Woody Allen despliega una poética idílica representando los sueños e imaginación de todos aquellos que viven idealizando situaciones en su vida. Esta película es un festín de fantasías que el autor le brinda a todos aquellos espectadores que alguna vez añoraron vivir en otro tiempo y convivir con los personajes de una época en cuestión.
Gracias a la sutil actuación de Owen Wilson nos ponemos en la mente del protagonista y sus delirios, deambulamos por la maravillosa ciudad de París y sus recovecos. París, la ciudad del amor, y si hay amor, hay sueños y si hay sueños, también hay realidad. Porque siempre habrá dos opuestos como el día y la noche, como el blanco y el negro, como el protagonista y su novia (más su familia). También habrá dos bandos, aquellos que aman la lluvia y aquellos otros que se rehúsan a su existencia ocasional; también estarán aquellos que creen y aquellos que no.
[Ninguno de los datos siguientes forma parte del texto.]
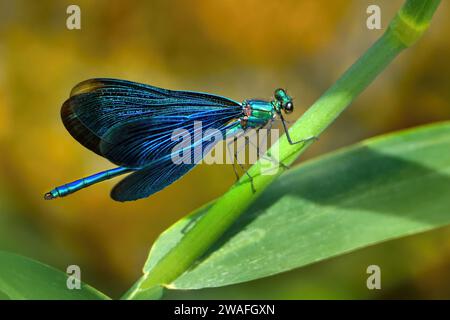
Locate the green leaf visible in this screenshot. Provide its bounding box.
[0,251,109,300]
[144,122,450,289]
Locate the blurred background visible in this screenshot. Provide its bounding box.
[0,0,450,299]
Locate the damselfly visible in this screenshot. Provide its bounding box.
[44,79,310,201]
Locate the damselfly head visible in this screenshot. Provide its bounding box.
[274,89,294,113]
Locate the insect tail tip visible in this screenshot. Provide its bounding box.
[44,192,55,200]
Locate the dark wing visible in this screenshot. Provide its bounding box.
[61,79,241,167]
[111,136,220,201]
[111,158,195,201]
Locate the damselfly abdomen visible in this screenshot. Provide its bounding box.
[44,79,305,201]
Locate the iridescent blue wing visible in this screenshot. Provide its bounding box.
[100,110,236,168]
[61,79,242,167]
[111,136,217,201]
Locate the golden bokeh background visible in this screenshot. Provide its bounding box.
[0,0,450,299]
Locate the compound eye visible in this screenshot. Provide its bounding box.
[274,88,286,102]
[284,102,294,113]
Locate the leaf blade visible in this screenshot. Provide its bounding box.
[0,251,109,300]
[144,122,450,289]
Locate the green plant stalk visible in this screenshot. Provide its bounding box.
[124,0,440,298]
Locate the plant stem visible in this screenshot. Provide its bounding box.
[125,0,440,298]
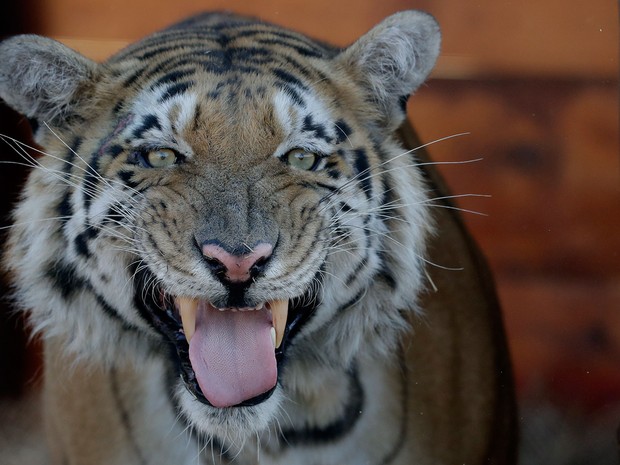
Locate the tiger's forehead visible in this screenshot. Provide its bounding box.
[124,85,347,164]
[108,15,358,160]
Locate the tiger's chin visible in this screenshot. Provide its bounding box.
[175,383,283,438]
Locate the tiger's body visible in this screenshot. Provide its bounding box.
[0,12,513,465]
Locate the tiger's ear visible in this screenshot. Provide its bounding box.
[336,11,441,131]
[0,35,97,129]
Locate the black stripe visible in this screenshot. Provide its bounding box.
[354,148,372,199]
[334,119,353,144]
[45,260,87,299]
[159,81,196,103]
[274,81,306,108]
[271,68,307,89]
[280,367,365,448]
[133,115,162,139]
[73,226,99,258]
[301,115,333,144]
[151,69,194,89]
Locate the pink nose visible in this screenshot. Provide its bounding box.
[202,243,273,283]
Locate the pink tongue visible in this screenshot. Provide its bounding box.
[189,302,278,407]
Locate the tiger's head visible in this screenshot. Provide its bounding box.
[0,11,440,433]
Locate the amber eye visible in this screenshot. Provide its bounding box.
[145,149,177,168]
[285,149,320,171]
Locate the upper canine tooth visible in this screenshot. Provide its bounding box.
[176,297,198,343]
[269,300,288,348]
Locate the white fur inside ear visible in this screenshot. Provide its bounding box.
[338,11,441,128]
[0,35,96,122]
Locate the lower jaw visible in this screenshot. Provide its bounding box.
[134,271,321,408]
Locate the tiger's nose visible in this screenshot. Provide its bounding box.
[202,242,273,283]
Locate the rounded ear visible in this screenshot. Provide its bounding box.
[0,35,97,124]
[336,11,441,130]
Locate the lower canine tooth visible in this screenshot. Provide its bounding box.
[269,300,288,348]
[177,297,198,343]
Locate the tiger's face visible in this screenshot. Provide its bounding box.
[0,12,439,434]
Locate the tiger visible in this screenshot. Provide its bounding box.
[0,11,516,465]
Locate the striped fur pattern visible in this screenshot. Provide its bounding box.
[0,11,446,465]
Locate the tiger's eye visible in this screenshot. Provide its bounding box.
[286,149,319,171]
[146,149,177,168]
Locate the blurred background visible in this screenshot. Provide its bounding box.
[0,0,620,465]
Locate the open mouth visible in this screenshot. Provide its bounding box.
[135,271,317,408]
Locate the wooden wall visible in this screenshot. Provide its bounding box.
[0,0,620,416]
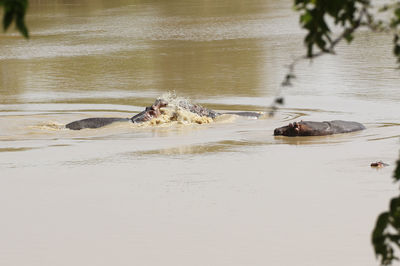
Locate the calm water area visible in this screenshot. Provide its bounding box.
[0,0,400,266]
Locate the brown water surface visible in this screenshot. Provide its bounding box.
[0,0,400,266]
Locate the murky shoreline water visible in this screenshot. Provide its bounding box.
[0,0,400,266]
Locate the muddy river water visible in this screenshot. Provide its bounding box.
[0,0,400,266]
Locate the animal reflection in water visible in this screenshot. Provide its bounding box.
[66,99,263,130]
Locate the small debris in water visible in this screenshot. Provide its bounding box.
[371,161,389,168]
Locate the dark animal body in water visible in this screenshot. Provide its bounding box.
[274,120,365,137]
[66,99,262,130]
[65,99,168,130]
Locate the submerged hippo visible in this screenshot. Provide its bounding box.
[274,120,365,137]
[66,99,262,130]
[66,99,168,130]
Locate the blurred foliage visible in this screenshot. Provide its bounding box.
[0,0,29,38]
[282,0,400,86]
[372,159,400,265]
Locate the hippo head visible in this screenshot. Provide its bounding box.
[131,99,168,123]
[274,122,309,137]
Pero en esta película no sólo se trata de apreciar París desde la visión del director (que vemos cuanto le agrada), sino que se trata de creer en la simplicidad, en el amor y, por supuesto, en las ilusiones. Que uno puede cumplir con sus metas cuando y donde menos se lo crea.
Básicamente, se trata en creer en uno mismo, más allá de lo real o lo imaginario. Más allá de unos o de otros.